実はこの仕組を最初に実現し特許権を取得したのがAsetekです。
そしてAsetekの特許請求の範囲をさらに詳細にみてみると以下のことがわかります。まずウォーターブロックの中にはコールドプレートと呼ばれるCPUと密着するプレートがあります。このコールドプレートを液体で冷やすことで間接的にCPUを冷やしています。Asetekの特許権では、このコールドプレートとポンプが一室(同じ空間)に搭載されていることが特許請求の範囲に明記されています。
つまり、この特許請求の範囲を回避すればAsetekの特許権を侵害しなくなり、Asetek社にライセンス料を支払わなくとも簡易水冷CPUクーラーを売ることができます。
CoolerMaster社はポンプとコールドプレートの「室」を分離しDual-Chamber構成とした
そこに目をつけたのがCoolerMasterです。CoolerMasterでは以下のように、ラジエータから熱を奪われた後の冷却液をまずはポンプ室に送り込み、その次にポンプ室とは分離されたコールドプレート室に冷却液を送り込むという二段階構成にしました。
ウォーターブロックの中にポンプとコールドプレートを搭載するという点ではAsetekと同じです。しかしCoolerMasterではポンプとコールドプレートを別室構成とし、空間的に分離された構造にしました。
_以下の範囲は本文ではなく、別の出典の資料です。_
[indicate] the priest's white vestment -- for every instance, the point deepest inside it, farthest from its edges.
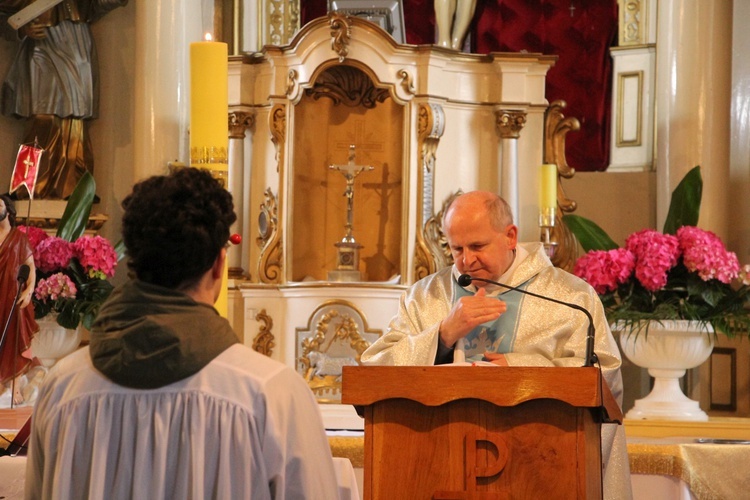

しかしこのように回りくどいことをやると「CoolerMaster社は我が社(Asetek)の特許権を意図的に回避するためにわざわざこのような複雑な構造を採用した。なぜならこのような構造にする合理的な理由が無いから」と主張され裁判で不利になる蓋然性が高くなります。そこでCoolerMasterはうまい理由を作り上げました。
CoolerMaster社の言い分は「冷却液を最初にポンプ室に送り込むことでポンプの冷却効率を向上させ故障率を下げ可用性向上に貢献する」
法令の分野でも本音と建前があります。状況から見てどうみてもグレーでも、それを客観的証拠で立証できない限りはシロとなります。
CoolerMaster社は「我々がポンプを分離したのはポンプを優先的に冷却するため」「冷却液を最初にポンプ室に入れることでポンプを冷やすことができ故障率が下がる。よって可用性が向上する」と主張しました。これは非常にうまい説明でした。
もしAsetekが「そんなの後付けの理由だ」と悪あがきをしても、Asetekにはそれを立証することができません。つまり客観性のある証拠で論理的に立証をし合う法定の場ではAsetekの言い分は単なる言いがかりになってしまいます。この時点でAsetekは負けです。
結果的にAsetekはこのCoolerMasterの主張に反証することができず、AsetekはCoolerMaster社の特許権侵害を主張できませんでした。